Victor-Eugène d’Auriac est né à Neuilly-sur-Seine, le 30 juin 1858. Après avoir été successivement élève des lycées de Versailles et Henri IV, à Paris, il entra en même temps à l’École des Chartes et à la Bibliothèque Nationale, où il est actuellement sous-bibliothécaire. Le 6 avril 1888, il a été détaché au Ministère de l’Instruction publique en qualité de Secrétaire particulier du Ministre.

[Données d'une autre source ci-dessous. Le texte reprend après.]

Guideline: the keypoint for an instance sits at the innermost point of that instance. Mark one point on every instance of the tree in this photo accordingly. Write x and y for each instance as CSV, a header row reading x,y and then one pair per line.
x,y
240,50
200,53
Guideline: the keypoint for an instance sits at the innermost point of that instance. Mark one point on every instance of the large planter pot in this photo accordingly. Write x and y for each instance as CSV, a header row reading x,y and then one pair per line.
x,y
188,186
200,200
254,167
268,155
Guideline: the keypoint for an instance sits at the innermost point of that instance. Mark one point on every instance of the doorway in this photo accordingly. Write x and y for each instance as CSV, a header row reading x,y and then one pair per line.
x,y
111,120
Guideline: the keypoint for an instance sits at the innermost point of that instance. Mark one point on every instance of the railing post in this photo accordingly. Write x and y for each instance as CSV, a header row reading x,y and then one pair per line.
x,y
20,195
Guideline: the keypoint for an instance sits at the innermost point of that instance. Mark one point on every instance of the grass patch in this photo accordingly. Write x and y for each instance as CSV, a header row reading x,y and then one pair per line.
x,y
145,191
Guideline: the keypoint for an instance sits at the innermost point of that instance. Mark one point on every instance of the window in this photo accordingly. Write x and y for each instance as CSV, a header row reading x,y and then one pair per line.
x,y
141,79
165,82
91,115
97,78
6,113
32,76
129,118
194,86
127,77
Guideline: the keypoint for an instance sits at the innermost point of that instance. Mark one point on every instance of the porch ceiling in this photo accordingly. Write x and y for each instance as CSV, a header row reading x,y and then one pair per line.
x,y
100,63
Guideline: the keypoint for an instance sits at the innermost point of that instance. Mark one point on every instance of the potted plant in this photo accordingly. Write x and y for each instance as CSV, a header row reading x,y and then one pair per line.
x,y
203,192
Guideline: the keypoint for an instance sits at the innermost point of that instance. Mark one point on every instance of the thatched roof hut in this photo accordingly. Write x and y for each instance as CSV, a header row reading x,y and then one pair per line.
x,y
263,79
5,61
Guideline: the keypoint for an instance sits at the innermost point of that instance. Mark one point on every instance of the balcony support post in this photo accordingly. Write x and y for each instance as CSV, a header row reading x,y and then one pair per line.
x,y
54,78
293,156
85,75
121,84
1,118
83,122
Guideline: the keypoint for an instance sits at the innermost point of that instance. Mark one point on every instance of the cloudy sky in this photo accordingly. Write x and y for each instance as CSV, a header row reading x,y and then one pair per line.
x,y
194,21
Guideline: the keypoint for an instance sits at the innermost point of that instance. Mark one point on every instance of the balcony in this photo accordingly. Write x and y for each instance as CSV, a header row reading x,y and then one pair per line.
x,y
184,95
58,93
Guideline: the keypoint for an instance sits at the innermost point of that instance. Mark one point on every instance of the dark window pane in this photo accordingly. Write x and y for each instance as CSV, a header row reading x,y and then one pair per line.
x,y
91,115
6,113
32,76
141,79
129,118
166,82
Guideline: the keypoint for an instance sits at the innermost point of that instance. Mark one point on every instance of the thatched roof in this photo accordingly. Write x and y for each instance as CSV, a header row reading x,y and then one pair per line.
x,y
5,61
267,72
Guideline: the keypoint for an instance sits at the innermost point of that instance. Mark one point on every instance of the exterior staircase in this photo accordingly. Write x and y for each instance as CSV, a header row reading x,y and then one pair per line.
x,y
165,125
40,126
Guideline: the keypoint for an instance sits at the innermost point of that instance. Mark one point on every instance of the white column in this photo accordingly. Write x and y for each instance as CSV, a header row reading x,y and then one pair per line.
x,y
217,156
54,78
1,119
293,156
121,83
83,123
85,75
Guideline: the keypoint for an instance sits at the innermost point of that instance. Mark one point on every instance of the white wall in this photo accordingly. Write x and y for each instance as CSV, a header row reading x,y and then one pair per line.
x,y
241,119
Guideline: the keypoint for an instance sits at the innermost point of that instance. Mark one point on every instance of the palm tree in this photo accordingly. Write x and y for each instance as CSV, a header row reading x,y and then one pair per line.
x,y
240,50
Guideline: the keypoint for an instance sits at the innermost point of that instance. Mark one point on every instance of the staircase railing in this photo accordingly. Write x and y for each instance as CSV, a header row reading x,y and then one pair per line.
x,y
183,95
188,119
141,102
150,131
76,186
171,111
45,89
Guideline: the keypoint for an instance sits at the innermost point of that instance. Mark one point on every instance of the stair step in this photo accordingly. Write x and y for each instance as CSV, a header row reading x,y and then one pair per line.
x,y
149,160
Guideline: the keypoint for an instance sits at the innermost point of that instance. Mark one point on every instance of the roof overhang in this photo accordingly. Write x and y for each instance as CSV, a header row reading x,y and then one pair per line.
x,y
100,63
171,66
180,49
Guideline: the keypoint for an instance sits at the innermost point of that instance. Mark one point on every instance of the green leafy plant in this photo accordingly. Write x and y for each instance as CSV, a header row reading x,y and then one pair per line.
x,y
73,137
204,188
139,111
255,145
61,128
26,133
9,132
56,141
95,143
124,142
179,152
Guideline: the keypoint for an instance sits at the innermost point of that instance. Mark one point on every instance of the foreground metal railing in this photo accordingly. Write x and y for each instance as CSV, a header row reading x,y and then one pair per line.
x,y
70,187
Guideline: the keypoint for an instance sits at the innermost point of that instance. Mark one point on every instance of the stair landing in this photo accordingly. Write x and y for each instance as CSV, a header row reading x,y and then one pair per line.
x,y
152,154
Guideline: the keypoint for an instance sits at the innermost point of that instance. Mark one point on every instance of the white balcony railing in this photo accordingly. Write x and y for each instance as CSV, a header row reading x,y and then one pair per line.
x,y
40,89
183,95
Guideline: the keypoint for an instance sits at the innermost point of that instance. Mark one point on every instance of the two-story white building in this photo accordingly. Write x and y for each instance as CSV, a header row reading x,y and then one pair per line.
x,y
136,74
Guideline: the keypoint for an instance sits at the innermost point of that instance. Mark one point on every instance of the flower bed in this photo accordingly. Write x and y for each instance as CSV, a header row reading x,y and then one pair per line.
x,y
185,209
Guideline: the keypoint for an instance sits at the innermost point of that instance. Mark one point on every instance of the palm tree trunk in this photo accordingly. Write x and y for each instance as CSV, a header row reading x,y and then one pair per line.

Ce fut à la suite de sérieuses études faites sur le Moyen-Âge et la Renaissance que Victor d’Auriac prit le goût d’une poésie raffinée et pleine de préciosités de style. Il semble, en effet, qu’elle soit sœur de cette architecture mixte où l’ogive sévèrement gothique se marie à la richesse des dentelures italiennes. Poète à la fois mièvre et précis, il aime à remplir du subtil parfum de l’idée l’impeccable forme d’un sonnet, ainsi qu’on verse en une buire vénitienne de clair cristal multicolore l’essence pénétrante des roses d’Orient. C’est aussi un parfait diseur des choses de l’amour, qui fixe merveilleusement en de courts poèmes le charme indécis des aveux.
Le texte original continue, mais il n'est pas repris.